A market and a restaurant. Add in another roughly 7,000 square feet of marketplace space, where rotating product lines from various artisanal producers will be present. They will also be making things in house for take-home use, and will offer a casual restaurant with Roman-style pizzas, charcuterie, and cheese that is to be overseen by famous bread lover and pizza whisperer Chris Bianco.
But wait there’s more. Bianco isn’t content to simply sling slices and sell pickles. There will also be a 5,000 square foot indoor-outdoor restaurant, with seating for about 150, under the chef’s control. While the place doesn’t have a certified name yet, expect it to be a more upscale dinner-only option that acts as a modern trattoria. That means a dry aging room for meat, bar space, and lots of Italian flair, as well as room for private dining. This is a collaborative effort, so look for Chad Robertson to have a heavy hand in the trattoria as well.
When all is said and done, the Bill Chait-backed project will feature work from architects House & Robertsons plus Osvaldo Maiozzi, and design help from Seth Boor and Anand Sheth of Boor Bridges Architecture. The place will total nearly 40,000 square feet across two floors, and if all goes well should come online by October of this year.

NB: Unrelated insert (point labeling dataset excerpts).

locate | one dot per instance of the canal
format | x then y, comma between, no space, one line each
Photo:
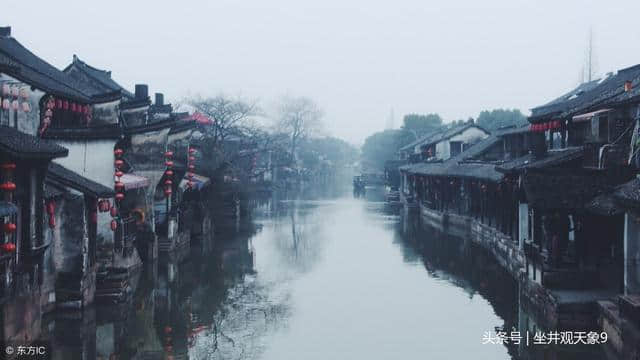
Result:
311,279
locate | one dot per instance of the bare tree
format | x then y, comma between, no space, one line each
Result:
298,117
228,115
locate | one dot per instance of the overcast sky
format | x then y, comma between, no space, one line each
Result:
358,59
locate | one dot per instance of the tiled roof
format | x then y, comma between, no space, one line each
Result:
590,96
457,167
58,174
25,146
101,81
29,68
440,135
7,208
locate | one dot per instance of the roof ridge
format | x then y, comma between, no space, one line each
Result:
74,89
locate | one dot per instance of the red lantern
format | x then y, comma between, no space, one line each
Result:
9,228
8,247
8,186
8,166
51,207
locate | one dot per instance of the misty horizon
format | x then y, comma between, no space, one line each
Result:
358,61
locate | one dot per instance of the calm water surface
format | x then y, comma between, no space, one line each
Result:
311,279
335,280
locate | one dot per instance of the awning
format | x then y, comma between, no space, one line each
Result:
589,116
7,208
199,182
134,181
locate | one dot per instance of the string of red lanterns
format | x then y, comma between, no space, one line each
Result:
191,167
118,186
168,174
542,127
8,186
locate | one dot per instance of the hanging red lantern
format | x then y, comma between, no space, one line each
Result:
9,228
8,186
8,247
8,166
51,207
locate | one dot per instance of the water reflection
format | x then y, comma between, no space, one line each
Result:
312,279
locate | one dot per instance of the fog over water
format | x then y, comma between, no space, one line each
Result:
357,59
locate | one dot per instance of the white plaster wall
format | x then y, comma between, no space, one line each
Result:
470,135
92,159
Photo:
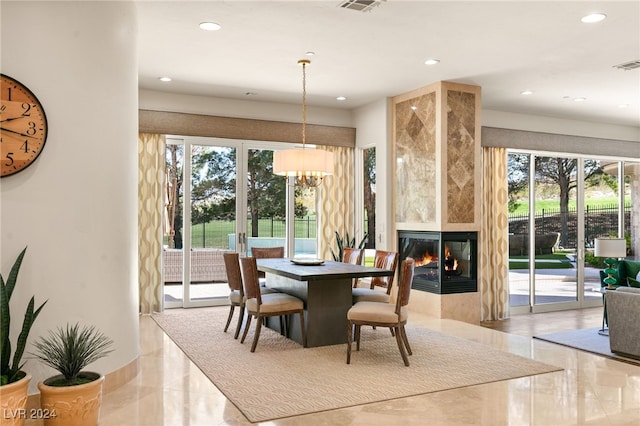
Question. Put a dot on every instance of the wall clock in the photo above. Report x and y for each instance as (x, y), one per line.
(23, 126)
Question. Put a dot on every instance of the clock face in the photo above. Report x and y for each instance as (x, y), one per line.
(23, 126)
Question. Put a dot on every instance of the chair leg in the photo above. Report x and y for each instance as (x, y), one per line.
(349, 340)
(302, 329)
(404, 339)
(239, 325)
(231, 309)
(401, 347)
(246, 327)
(256, 336)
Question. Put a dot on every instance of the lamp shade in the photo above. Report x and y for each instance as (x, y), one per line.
(303, 162)
(610, 247)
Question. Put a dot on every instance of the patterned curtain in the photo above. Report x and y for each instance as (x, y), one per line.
(494, 237)
(151, 189)
(335, 200)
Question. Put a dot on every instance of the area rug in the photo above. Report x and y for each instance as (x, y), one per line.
(281, 379)
(586, 340)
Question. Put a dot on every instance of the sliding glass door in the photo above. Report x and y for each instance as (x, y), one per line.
(557, 206)
(235, 203)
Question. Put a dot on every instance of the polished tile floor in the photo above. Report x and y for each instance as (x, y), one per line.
(591, 390)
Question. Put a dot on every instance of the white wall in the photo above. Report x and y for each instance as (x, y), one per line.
(76, 206)
(371, 122)
(536, 123)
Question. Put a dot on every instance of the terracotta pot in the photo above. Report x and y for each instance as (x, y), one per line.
(71, 405)
(13, 398)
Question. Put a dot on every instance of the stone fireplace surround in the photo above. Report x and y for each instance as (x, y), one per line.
(437, 176)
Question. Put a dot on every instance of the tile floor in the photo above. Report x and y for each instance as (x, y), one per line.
(592, 390)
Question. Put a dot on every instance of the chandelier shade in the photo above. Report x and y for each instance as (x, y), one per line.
(297, 162)
(307, 166)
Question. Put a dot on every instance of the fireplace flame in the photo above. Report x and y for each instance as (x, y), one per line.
(425, 259)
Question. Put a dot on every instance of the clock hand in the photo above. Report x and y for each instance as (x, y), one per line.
(17, 133)
(9, 119)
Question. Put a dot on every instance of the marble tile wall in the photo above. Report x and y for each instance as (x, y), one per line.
(461, 161)
(415, 139)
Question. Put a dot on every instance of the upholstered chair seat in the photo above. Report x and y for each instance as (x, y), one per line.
(261, 306)
(374, 312)
(374, 293)
(361, 294)
(275, 302)
(392, 315)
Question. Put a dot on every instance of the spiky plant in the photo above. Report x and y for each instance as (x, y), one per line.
(346, 242)
(69, 350)
(11, 370)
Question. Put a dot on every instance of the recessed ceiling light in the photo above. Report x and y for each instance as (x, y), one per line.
(593, 18)
(209, 26)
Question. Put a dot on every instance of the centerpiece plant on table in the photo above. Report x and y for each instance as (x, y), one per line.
(73, 397)
(14, 381)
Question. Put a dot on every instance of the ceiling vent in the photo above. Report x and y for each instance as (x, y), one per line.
(629, 65)
(361, 5)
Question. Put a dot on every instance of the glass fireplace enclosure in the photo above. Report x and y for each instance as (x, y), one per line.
(445, 262)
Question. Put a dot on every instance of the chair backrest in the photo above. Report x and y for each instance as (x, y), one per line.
(234, 276)
(352, 255)
(267, 252)
(250, 281)
(404, 286)
(385, 260)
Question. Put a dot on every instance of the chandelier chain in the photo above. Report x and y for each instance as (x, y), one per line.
(304, 64)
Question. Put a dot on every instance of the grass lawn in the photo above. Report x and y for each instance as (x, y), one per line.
(592, 203)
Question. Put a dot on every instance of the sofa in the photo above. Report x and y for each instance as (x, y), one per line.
(624, 321)
(626, 274)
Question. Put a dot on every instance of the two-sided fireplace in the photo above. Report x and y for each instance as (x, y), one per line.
(445, 262)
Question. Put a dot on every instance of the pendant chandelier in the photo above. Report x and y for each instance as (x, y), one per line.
(307, 166)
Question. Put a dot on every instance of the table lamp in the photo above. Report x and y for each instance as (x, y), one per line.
(611, 248)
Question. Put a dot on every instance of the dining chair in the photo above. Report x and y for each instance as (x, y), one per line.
(389, 315)
(262, 306)
(353, 256)
(383, 260)
(236, 291)
(266, 253)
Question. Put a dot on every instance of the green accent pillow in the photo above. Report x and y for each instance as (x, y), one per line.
(633, 282)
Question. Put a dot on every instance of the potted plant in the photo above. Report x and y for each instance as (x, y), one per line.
(13, 380)
(73, 397)
(346, 242)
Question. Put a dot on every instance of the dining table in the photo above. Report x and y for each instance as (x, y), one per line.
(325, 288)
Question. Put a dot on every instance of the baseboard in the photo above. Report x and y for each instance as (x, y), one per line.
(112, 381)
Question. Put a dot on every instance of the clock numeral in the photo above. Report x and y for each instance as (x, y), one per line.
(27, 109)
(9, 158)
(32, 129)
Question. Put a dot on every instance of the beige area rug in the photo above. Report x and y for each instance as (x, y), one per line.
(587, 340)
(281, 379)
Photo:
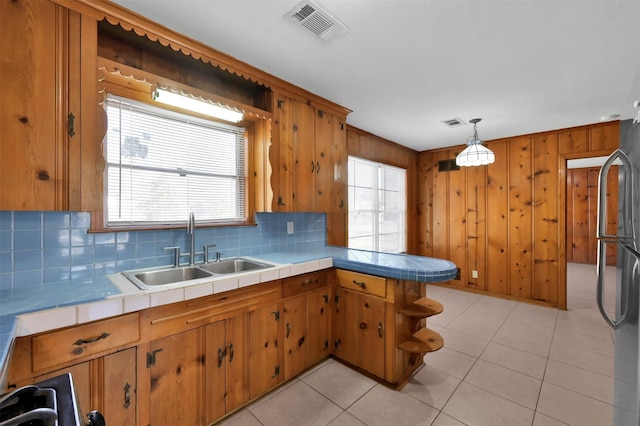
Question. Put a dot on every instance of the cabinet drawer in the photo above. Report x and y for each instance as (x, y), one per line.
(81, 342)
(302, 283)
(363, 283)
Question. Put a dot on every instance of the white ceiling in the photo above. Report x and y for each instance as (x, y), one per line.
(523, 66)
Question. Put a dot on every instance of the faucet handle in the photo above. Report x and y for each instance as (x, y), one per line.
(206, 252)
(176, 255)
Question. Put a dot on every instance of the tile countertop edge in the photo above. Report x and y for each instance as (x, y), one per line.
(398, 266)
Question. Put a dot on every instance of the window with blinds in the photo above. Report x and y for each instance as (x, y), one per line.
(377, 206)
(162, 165)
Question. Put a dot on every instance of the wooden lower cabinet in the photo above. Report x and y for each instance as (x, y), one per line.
(106, 384)
(226, 378)
(265, 357)
(359, 330)
(307, 330)
(194, 362)
(176, 365)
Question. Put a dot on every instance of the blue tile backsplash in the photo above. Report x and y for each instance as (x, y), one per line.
(37, 248)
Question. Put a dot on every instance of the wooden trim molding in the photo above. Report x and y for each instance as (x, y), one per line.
(142, 26)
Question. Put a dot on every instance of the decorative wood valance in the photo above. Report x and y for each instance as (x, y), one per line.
(145, 82)
(115, 14)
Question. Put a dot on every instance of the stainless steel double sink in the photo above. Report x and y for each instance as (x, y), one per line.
(150, 278)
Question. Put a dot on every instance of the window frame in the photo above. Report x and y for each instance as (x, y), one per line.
(376, 211)
(255, 122)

Meanwhile, the ROW project has already been the announced site of lots of different concepts so far, from a cool kaiseki restaurant named Hayato to Paramount Coffee Project and an outlet of East Coast ocean dwellers Rappahannock Oyster Bar.
746 Terminal St.
Los Angeles, CA
- Tartine Manufactory Opening Giant Bakery and Restaurant in Downtown LA [ELA]
- Eater Elements: Chris Bianco on His Pizza Rosa [ELA]
“Tartine Partners With Chris Bianco on Massive New Projects in Downtown LA.” Eater LA – All. http://la.eater.com/2017/1/6/14194084/tartine-manufactory-chris-bianco-downtown-la-row-dtla.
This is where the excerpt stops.